Tim Pickering went from fighting fires to fighting for life

If you’d told Tim Pickering 10 years ago that he’d be where he is today – working as a nurse at Royal North Shore Hospital (RNSH), he’d have laughed at you.

Back then he was an aviation firefighter with the Royal Australian Airforce. That was until he found himself fighting for his life in the intensive care unit (ICU), diagnosed with a rare condition, Guillain-Barré syndrome (GB).

Tim spent the next nine months at Nepean Hospital, including 103 days in intensive care.

GB causes the body’s immune system to attack the peripheral nerves, causing ongoing weakness and paralysis. Only about one in 150,000 people contract the GB, which ended up being Tim in 2015. He thinks he developed it after contracting a virus from a mosquito bite and his illness progressed quickly from what he thought was a flu.

He ended up in the ICU and was paralysed up to his neck. “All I could do was move my head.

“I was a prisoner in my own body unable to talk, move or communicate except by blinking my eyes,” Tim recalls. “I had no control over anything and was fearful, terrified and in pain 24/7.”

When he left ICU, Tim spent five and a half months in rehabilitation learning to talk, use his hands and walk again.

He credits his recovery to the care of the nurses at Nepean Hospital. “I had great nurses,” says Tim. “The amazing medical staff were all brilliant, passionate people who literally saved my life.” He also says he has a very supportive partner.

However, the illness had left him with permanent bilateral foot drop, fatigue and chronic nerve pain. When he was officially discharged from his firefighting duties in 2019, Tim reassessed his future.

“Had someone said in 2014, ‘You’re going to be a nurse,’ I would’ve laughed because I hadn’t actually seen myself do that – until I actually had nurses look after me. So nursing was an easy decision after much reflection. After all, nurses not only cared for me but hand on heart, they absolutely saved my life.”

Tim graduated from Australian Catholic University with a Bachelor of Nursing in 2021 at the age of 47 and loves his work at RNSH.

Nursing, particularly in a busy emergency department, can be physically demanding for many, with long days and nights on your feet and the constant flow of people coming and going. It’s harder for Tim than most, but he takes it in his stride, choosing to live with pain because he loves caring for people.

“It’s all about perspective,” says Tim. “I just suck it up and do it.

“I have peripheral neuropathy, which is nerve pain in the feet and the legs 24/7, chronic fatigue and essential tremor, but that’s life. That’s just part of my life now – it’s the new normal.”

Tim turned tragedy into triumph

Tim was always active: he was a personal trainer for 13 years, and an accomplished triathlete who represented Australia in 2012 at the World Championships in New Zealand.

He manages his pain by training at the gym, taking ice baths, eating healthily and getting enough sleep, all crucial to Tim so he can care for others like he was cared for.

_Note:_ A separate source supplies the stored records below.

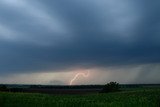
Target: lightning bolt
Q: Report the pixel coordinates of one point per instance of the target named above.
(77, 75)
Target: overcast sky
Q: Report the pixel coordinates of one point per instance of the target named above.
(49, 41)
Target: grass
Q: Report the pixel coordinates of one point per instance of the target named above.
(132, 98)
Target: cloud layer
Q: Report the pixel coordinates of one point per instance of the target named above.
(56, 35)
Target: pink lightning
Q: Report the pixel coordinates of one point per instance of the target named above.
(77, 75)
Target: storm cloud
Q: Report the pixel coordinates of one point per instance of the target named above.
(38, 35)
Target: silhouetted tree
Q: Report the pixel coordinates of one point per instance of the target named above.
(3, 88)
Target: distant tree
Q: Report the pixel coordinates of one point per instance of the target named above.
(3, 88)
(111, 87)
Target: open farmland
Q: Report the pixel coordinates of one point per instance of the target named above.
(138, 97)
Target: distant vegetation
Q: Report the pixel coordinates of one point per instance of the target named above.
(133, 98)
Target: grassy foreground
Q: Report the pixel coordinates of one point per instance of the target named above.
(133, 98)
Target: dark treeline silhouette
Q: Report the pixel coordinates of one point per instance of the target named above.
(67, 89)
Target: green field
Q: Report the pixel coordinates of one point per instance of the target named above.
(131, 98)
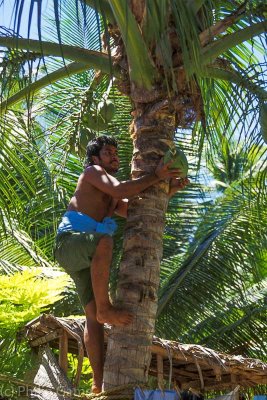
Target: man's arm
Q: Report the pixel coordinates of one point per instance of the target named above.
(176, 185)
(121, 208)
(98, 177)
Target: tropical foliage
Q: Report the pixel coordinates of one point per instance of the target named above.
(213, 274)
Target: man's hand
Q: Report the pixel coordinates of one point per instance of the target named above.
(177, 184)
(163, 172)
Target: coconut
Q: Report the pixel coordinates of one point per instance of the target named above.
(263, 121)
(84, 137)
(178, 159)
(96, 123)
(106, 110)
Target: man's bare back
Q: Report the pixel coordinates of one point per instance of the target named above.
(98, 194)
(90, 200)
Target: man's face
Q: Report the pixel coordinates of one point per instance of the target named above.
(108, 158)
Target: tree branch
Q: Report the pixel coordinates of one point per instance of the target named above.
(93, 59)
(61, 73)
(206, 36)
(234, 77)
(103, 7)
(141, 67)
(209, 53)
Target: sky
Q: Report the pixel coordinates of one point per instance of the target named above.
(7, 16)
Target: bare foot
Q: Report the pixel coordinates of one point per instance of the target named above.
(96, 389)
(114, 316)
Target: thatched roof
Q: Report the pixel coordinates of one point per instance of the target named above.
(189, 366)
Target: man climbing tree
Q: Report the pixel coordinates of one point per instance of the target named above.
(84, 241)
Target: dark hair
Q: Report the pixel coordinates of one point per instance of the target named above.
(95, 145)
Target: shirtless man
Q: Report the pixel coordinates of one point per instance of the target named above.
(84, 241)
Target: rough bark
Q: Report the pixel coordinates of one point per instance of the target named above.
(128, 353)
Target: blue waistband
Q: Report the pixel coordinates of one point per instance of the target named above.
(79, 222)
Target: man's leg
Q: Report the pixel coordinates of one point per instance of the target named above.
(100, 266)
(94, 343)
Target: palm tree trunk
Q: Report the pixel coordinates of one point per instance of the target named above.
(128, 354)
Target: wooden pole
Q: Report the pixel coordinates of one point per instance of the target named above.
(160, 371)
(63, 351)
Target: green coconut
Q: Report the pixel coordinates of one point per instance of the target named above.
(106, 110)
(178, 159)
(95, 122)
(85, 135)
(263, 121)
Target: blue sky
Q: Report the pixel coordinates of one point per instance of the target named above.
(7, 16)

“I like making a difference,” says Tim, who lives in Castle Hill. “Just talking to people. I am a small cog in a big wheel – a small part of the overall health system, making a difference in someone’s care.

“I know even though I have struggles, I am very lucky and know there are people in worse situations and who are struggling more than me.

“My neurologist said at the beginning, ‘It’s not what happens to you in life, it’s how you respond to what happens to you,’ and I live by that.”